Après avoir décrit une expérience lors de laquelle les chevaux sollicitent des humains, vous écrivez que nous n’avons pas suffisamment conscience de ce que les chevaux cherchent à nous dire quand ils nous touchent avec le bout de leur nez…

Tout à fait, les chevaux parlent avec leurs expressions faciales mais aussi avec d’autres parties de leurs corps. Quand un cheval tend le bout de son nez, souvent le cavalier repousse le cheval en lui donnant une petite tape pour qu’il respecte une bulle de sécurité. Or cette expérience montre que le cheval exprime une demande en touchant la personne avec le bout de son nez. Il s’agit ici d’une incompréhension si l’humain réprimande l’équidé lorsqu’il cherche de l’aide.

Pour vous, les chevaux disposent de compétences plus développées que nous en terme de cognition sociale ?

Oui, c’est indéniable. Les chevaux comprennent beaucoup mieux nos émotions que nous ne comprenons les leurs. Ils réagissent très rapidement à l’intonation de notre voix, à nos expressions faciales, reconnaissent très bien nos visages. On ne peut pas forcément en dire autant de nous vis à vis d’eux.

Un cheval en test de reconnaissance de visages, crédit Céline Parias
Un cheval en test de reconnaissance de visages, crédit Céline Parias

Au sein de leur espèce, les chevaux vivant en liberté évoluent dans un système complexe de fission fusion, passant de petits collectifs à d’énormes troupeaux : cela nécessite des compétences sociales élaborées pour organiser le groupe.

Qu’ils se reconnaissent si bien entre eux peut s’expliquer par ces conditions de vie nécessitant une certaine adaptation au collectif. Mais pourquoi nous comprennent-ils si bien ?

Cela reste un grand mystère ! Des collègues éthologues japonais émettent l’hypothèse que le développement du langage articulé chez les humains s’est effectué au détriment de cette capacité à lire les émotions. Comme si la communication par le langage se substituait à l’expression corporelle.

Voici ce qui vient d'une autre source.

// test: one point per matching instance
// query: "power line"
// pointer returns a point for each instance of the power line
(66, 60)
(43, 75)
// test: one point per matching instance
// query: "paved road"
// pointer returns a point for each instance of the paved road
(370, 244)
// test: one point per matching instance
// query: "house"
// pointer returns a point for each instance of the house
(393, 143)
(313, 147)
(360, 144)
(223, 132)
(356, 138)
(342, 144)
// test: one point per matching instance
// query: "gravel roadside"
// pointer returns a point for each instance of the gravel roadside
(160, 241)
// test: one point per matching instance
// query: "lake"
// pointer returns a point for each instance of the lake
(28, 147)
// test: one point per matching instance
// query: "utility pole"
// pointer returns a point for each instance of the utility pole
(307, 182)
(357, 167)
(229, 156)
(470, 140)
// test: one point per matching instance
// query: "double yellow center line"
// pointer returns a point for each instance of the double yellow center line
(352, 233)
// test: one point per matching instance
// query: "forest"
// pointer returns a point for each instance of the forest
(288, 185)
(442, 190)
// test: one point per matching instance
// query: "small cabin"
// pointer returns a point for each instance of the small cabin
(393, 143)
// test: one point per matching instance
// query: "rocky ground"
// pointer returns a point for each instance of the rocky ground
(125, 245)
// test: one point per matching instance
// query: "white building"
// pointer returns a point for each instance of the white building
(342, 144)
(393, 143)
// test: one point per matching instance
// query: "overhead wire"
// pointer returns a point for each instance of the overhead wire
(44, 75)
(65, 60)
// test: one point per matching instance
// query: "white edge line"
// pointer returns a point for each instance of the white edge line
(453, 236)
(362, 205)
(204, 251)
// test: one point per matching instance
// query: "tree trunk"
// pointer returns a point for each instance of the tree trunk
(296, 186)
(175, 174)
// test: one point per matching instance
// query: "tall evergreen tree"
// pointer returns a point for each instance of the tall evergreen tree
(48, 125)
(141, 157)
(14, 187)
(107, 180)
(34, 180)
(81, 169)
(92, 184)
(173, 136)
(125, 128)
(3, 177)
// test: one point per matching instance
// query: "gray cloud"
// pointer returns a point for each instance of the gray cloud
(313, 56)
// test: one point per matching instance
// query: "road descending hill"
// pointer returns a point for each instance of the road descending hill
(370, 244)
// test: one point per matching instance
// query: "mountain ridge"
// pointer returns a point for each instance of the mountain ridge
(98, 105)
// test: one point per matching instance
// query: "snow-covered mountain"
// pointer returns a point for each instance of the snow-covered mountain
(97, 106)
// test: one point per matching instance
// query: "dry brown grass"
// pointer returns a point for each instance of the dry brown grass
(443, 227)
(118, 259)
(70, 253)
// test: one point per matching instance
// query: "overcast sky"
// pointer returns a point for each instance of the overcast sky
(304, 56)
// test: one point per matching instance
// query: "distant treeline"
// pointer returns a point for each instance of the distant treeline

Autre signe d’adaptation au milieu : la mémoire. Vous relatez des expériences révélant que les chevaux retiennent de manière extraordinaire des apprentissages sur plusieurs années alors que leur mémoire à court terme, dite de travail, reste très limitée.

Oui, quand j’étais jeune, je lisais un livre expliquant qu’il suffisait de laisser quelques mois au pré un cheval traumatisé pour qu’il oublie tout et pouvoir recommencer l’apprentissage. Ça ne fonctionne pas du tout comme ça !

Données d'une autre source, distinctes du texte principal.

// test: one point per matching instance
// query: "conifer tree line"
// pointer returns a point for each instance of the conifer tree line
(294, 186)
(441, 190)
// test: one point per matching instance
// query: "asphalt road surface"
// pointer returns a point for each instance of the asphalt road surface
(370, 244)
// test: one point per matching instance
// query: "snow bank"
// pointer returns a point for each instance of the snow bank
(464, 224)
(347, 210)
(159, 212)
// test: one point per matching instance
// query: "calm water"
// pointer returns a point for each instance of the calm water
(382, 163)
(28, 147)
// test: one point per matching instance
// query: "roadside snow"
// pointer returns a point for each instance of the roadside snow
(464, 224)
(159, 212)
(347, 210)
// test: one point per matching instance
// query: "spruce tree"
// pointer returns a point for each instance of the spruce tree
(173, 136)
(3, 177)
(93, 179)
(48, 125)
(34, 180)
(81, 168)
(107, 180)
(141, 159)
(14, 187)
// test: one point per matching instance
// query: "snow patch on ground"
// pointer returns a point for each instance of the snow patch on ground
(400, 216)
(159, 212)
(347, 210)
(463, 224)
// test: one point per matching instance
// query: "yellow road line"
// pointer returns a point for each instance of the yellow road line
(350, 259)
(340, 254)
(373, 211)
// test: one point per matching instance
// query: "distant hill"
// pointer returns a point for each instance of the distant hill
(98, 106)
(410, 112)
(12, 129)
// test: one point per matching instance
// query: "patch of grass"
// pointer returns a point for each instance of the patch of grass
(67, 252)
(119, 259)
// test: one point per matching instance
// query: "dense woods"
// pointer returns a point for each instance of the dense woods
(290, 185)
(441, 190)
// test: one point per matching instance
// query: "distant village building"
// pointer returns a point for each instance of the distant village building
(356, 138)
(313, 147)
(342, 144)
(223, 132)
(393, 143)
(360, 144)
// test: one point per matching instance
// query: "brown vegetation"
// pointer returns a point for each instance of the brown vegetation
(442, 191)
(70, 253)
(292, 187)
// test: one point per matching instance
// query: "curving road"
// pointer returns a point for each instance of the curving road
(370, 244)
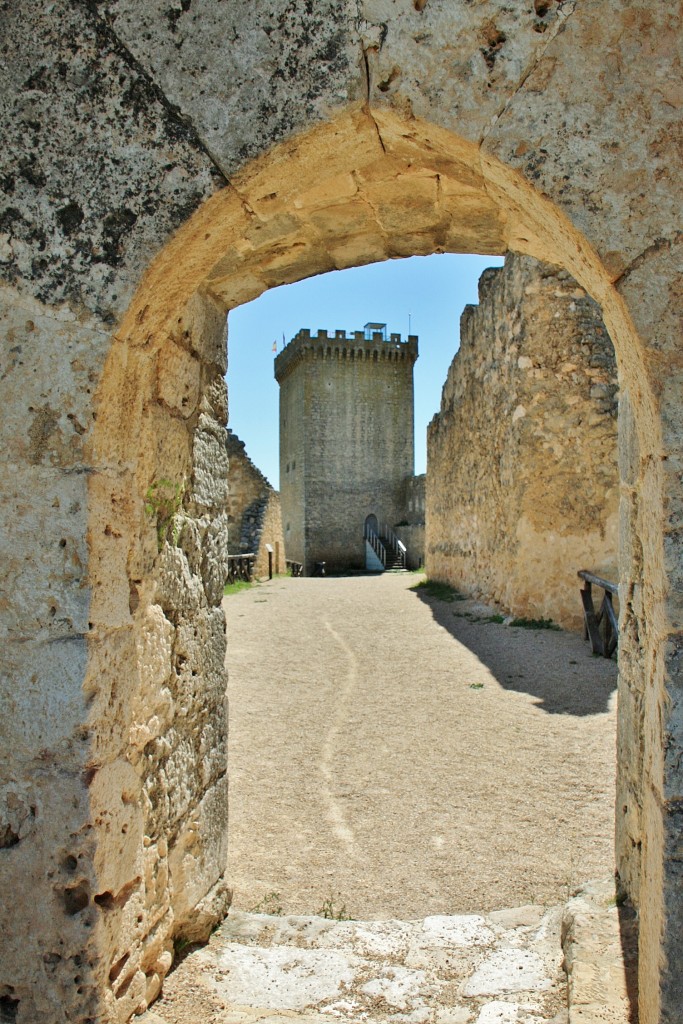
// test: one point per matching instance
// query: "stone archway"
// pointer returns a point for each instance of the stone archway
(339, 196)
(282, 142)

Si un cheval sait comment faire tomber son cavalier, il n’oubliera pas la méthode.

Les chevaux n’oublient jamais les événements marquants. Si un cheval sait comment faire tomber son cavalier, il n’oubliera pas la méthode. Son éducation se construit « en lasagne », un apprentissage en recouvrant un autre, mais l’intégralité subsiste en mémoire et peut surgir de nouveau, plusieurs années plus tard.

Vous écrivez une très belle phrase vers la fin de votre livre, que je cite ici : « chaque espèce vit dans un monde qui lui est propre et a une compréhension de son environnement qui lui est spécifique ». Que signifie-t-elle ?

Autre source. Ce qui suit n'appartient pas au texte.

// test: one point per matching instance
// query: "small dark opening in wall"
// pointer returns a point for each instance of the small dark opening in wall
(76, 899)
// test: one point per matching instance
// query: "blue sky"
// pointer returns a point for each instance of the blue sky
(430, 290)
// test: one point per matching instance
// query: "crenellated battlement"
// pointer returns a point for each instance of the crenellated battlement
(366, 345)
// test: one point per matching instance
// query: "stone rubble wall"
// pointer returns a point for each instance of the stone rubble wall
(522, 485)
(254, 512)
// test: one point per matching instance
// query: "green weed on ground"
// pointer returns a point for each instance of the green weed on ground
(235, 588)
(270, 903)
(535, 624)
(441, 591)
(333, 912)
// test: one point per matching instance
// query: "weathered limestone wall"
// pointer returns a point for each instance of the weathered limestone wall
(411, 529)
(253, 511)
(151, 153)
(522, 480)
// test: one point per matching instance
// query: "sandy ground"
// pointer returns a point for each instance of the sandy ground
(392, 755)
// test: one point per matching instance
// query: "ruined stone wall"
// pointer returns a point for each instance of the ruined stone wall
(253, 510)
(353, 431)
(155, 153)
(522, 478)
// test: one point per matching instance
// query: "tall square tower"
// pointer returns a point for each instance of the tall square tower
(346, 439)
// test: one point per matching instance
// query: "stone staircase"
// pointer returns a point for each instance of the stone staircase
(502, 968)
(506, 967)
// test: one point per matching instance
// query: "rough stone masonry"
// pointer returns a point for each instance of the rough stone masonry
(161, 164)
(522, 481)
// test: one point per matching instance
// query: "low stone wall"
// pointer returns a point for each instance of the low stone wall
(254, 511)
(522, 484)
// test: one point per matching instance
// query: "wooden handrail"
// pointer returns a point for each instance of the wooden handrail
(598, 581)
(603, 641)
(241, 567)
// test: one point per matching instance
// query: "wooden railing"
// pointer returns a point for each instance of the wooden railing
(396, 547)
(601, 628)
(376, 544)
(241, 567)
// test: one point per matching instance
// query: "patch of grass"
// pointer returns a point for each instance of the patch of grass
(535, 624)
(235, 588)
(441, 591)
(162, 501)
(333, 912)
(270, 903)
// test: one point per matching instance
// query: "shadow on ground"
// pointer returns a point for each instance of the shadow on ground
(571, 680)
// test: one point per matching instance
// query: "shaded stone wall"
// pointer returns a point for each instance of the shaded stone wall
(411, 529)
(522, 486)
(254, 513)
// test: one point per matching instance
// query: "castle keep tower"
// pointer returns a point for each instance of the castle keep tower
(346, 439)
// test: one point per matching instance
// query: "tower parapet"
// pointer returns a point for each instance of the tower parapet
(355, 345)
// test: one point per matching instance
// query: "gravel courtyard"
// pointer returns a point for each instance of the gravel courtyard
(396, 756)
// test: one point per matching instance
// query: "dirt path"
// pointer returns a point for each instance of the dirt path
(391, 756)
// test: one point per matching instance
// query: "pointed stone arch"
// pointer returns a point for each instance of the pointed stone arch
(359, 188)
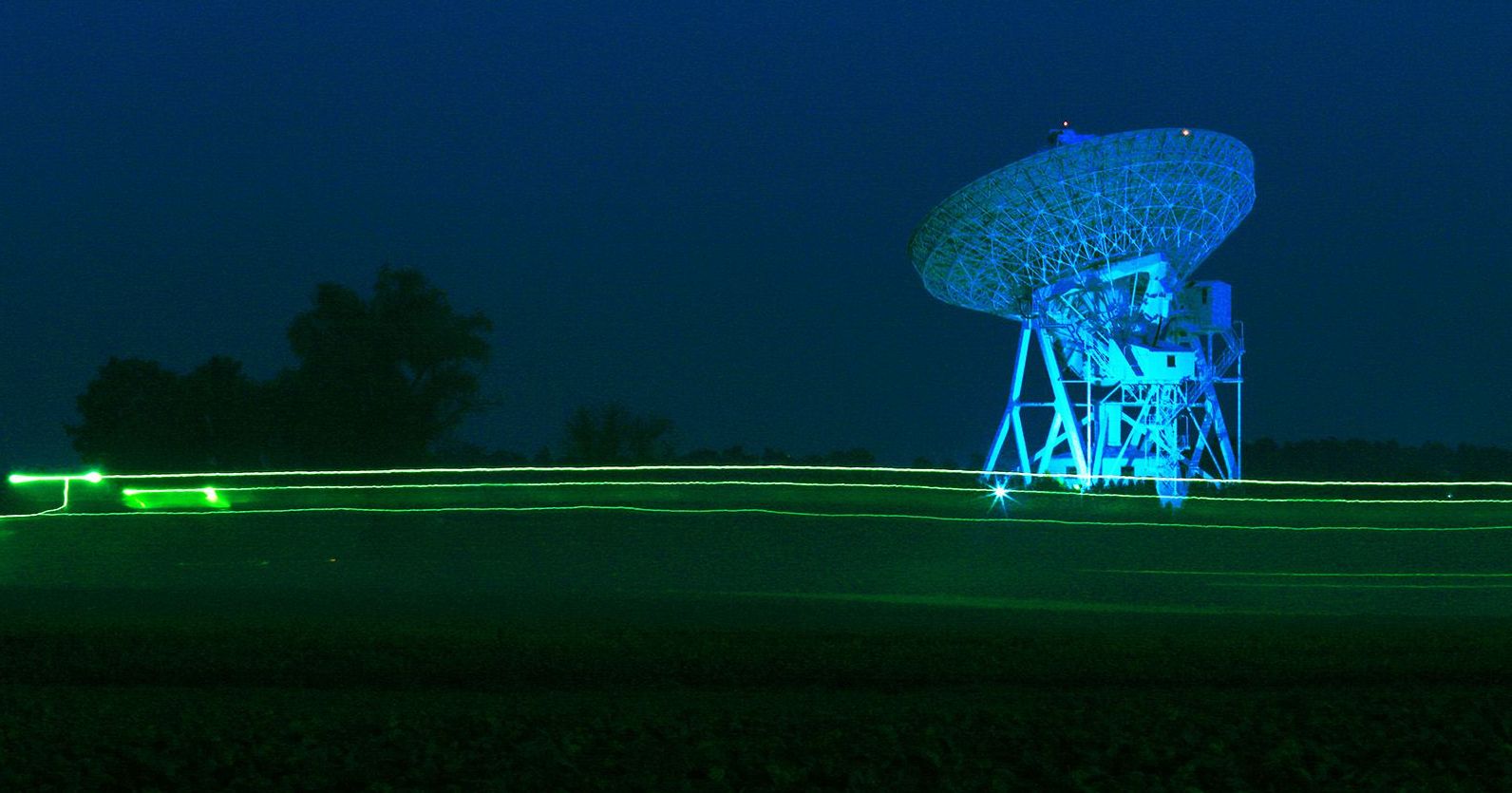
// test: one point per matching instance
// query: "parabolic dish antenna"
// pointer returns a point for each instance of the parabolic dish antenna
(1092, 244)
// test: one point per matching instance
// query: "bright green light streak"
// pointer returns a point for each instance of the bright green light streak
(652, 483)
(1282, 584)
(796, 513)
(28, 479)
(817, 468)
(1263, 500)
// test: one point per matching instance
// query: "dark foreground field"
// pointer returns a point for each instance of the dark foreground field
(745, 652)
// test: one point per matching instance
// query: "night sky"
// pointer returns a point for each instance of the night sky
(702, 209)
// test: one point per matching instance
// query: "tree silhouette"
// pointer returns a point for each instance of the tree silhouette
(141, 417)
(607, 435)
(378, 380)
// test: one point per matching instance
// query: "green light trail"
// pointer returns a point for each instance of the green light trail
(1264, 500)
(66, 479)
(607, 483)
(789, 513)
(995, 492)
(18, 479)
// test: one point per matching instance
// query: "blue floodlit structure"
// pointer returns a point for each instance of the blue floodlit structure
(1090, 245)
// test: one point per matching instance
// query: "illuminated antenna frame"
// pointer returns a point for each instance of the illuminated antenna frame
(1090, 245)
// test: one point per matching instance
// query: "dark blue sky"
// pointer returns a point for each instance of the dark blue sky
(702, 209)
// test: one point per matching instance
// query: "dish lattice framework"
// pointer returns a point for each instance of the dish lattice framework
(1080, 206)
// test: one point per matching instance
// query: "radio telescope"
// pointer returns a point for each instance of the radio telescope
(1090, 245)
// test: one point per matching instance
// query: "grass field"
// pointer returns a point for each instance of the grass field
(610, 650)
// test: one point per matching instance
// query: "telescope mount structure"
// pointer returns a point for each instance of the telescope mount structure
(1090, 245)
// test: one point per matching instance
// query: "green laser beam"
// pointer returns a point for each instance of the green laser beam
(58, 509)
(690, 468)
(793, 513)
(1266, 500)
(28, 479)
(607, 483)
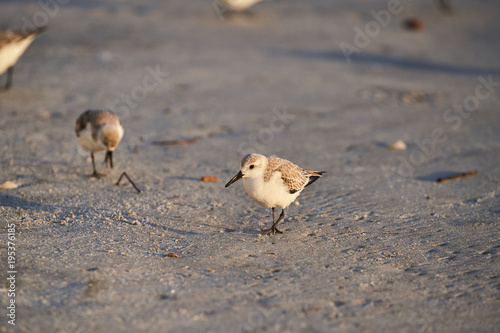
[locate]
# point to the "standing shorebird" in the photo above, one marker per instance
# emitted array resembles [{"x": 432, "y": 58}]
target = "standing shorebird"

J’invite à se méfier de la notion d’intelligence, lors par exemple de la comparaison de l’intelligence d’un animal avec celle d’un enfant de tel âge. Chaque espèce développe des compétences propres à ses besoins. Les chevaux excellent socialement parce qu’ils vivent en troupeau. Se mettre à la place de l’animal pour le comprendre, et non l’inverse, voilà le principe de l’éthologie.

Léa Lansade en observation d'un cheval, crédit Léa Lansade
Léa Lansade en observation d’un cheval, crédit Léa Lansade

Depuis vingt ans, les connaissances sur le comportement du cheval progressent très vite et clairement nos relations doivent évoluer. Les interdictions de certaines pratiques arrivent par les scandales. J’explique dans le livre que la SPA a été créée en 1845 suite à un scandale provoqué par un charretier infligeant en plein Paris coups de pieds et de fouets à son cheval épuisé.

Si un ménage est effectué, que les acteurs du monde équin respectent le bien-être animal, en fonction de ce que l’éthologie révèle, je suis convaincue que l’on peut continuer à travailler avec les chevaux de manière éthique, dans le respect de leurs besoins et de leur sensibilité.

Merci beaucoup pour cet entretien Léa Lansade, je rappelle les références de votre ouvrage « Dans la tête d’un cheval » sorti le 4 octobre 2023 dans la collection Mondes Animaux, aux éditions humenSciences.